Ich arbeite seit einem guten halben Jahr in meinem aktuellen Job. Viel Stress, nicht immer ganz leicht, aber darum soll es hier nicht gehen.

Ich habe seit einigen Monaten einen neuen Kollegen. Er ist ein richtig netter Kerl, ein guter Typ. Potenzielles Kumpel-Material. Aber nicht nur das, denn er hat innerhalb von kürzester Zeit eine Freundin in meiner (und jetzt auch seiner) Stadt gefunden. Einfach so. Online. Irgendwie gezielt. Ich schreibe das hier nicht, um das irgendwie zu verurteilen, im Gegenteil. Aus meiner Sicht ist das durchaus bewundernswert. Im Moment scheint es nämlich auch so, als hätte er die große Liebe gefunden. Es ging ganz schnell. In den ersten Tagen schwärmte er mir mit leuchtenden Augen von ihr vor. Wenige Wochen später haben sie sich schon eine gemeinsame Wohnung ausgesucht und renovieren sie gerade. Liebe. Liebe ist toll.

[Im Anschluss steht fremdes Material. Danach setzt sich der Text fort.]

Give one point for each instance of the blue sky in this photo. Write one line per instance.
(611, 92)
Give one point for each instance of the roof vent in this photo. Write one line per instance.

Ich sage das ohne Neid, auch wenn ich das Gefühl habe, gerade auf der gänzlich anderen Seite der Gefühlsskala zu sein. Vor ein paar Tagen musste ich aber schon schlucken und musste aufpassen das nicht zu laut zu tun. Ich stand neben seinem Arbeitsplatz, weil er mir etwas zeigen wollte, da sah ich an seinem Monitor viele gelbe Zettel mit seinen Notizen hängen und einen orangenen. Ich bin nicht neugierig, aber mein Blick schweifte über diesen Zettel und auf ihm stand etwas dieser Art:

"Ich hab dich sehr lieb und du machst mich glücklich. Danke, dass es dich gibt!" zusammen mit einem kleinen Herzen oder einer Blume. Ich wollte nicht zu sehr auf den Zettel starren, daher ist mein Bericht lückenhaft.

Natürlich handelt es sich bei dieser Klebenotiz um eine Botschaft seiner neuen Liebe. Und wieso musste ich schlucken? Der (gar nicht mal so) aufmerksame Leser ahnt es schon: ja, es gab eine Zeit, in der SIE mir auch viele solcher Botschaften schrieb. Und weil ich mich schwer damit tue, liebe Nachrichten wegzuwerfen liegen sie hier auf meinem Schreibtisch. Moment, ich kram sie mal raus…

"Du wirst wieder Spaß an der Arbeit haben!" (das bezog sich auf meine damalige Selbständigkeit)

"Danke für ein tolles Wochenende!" (zusammen mit vielen Herzen)

"Ich liebe dich!" (und ganz viele Herzen)

Und dazu noch jede Menge Nachrichten von Hubi, einem Stoff-Affen, den ich IHR mal in einem Zoo gekauft habe und den SIE eine Zeit lang als Liebesbote missbraucht hat.

"Ich häng hier so ab und soll dir sagen: SIE liebt dich!"
"SIE stands upside-down for you! Hugs, Hubi"

An diese Nachrichten musste ich in dem Moment denken. Sie sind schnell gemacht und kosten wenig Mühe, aber können trotzdem einen ganzen Tag, ein ganzes Leben versüßen. Und in dem Moment als ich den orangenen Zettel sah, fehlte SIE mir wieder ein bisschen mehr. Ihre süßen und kreativen Ideen, mir ihre Liebe zu zeigen. Der süße, erwartungsvolle Blick wenn SIE gespannt auf meine Reaktion war. All das ist weg und scheint weit entfernt zu sein. Ja, SIE lächelt mich immer noch an, wenn ich SIE sehe, aber es ist ganz anders.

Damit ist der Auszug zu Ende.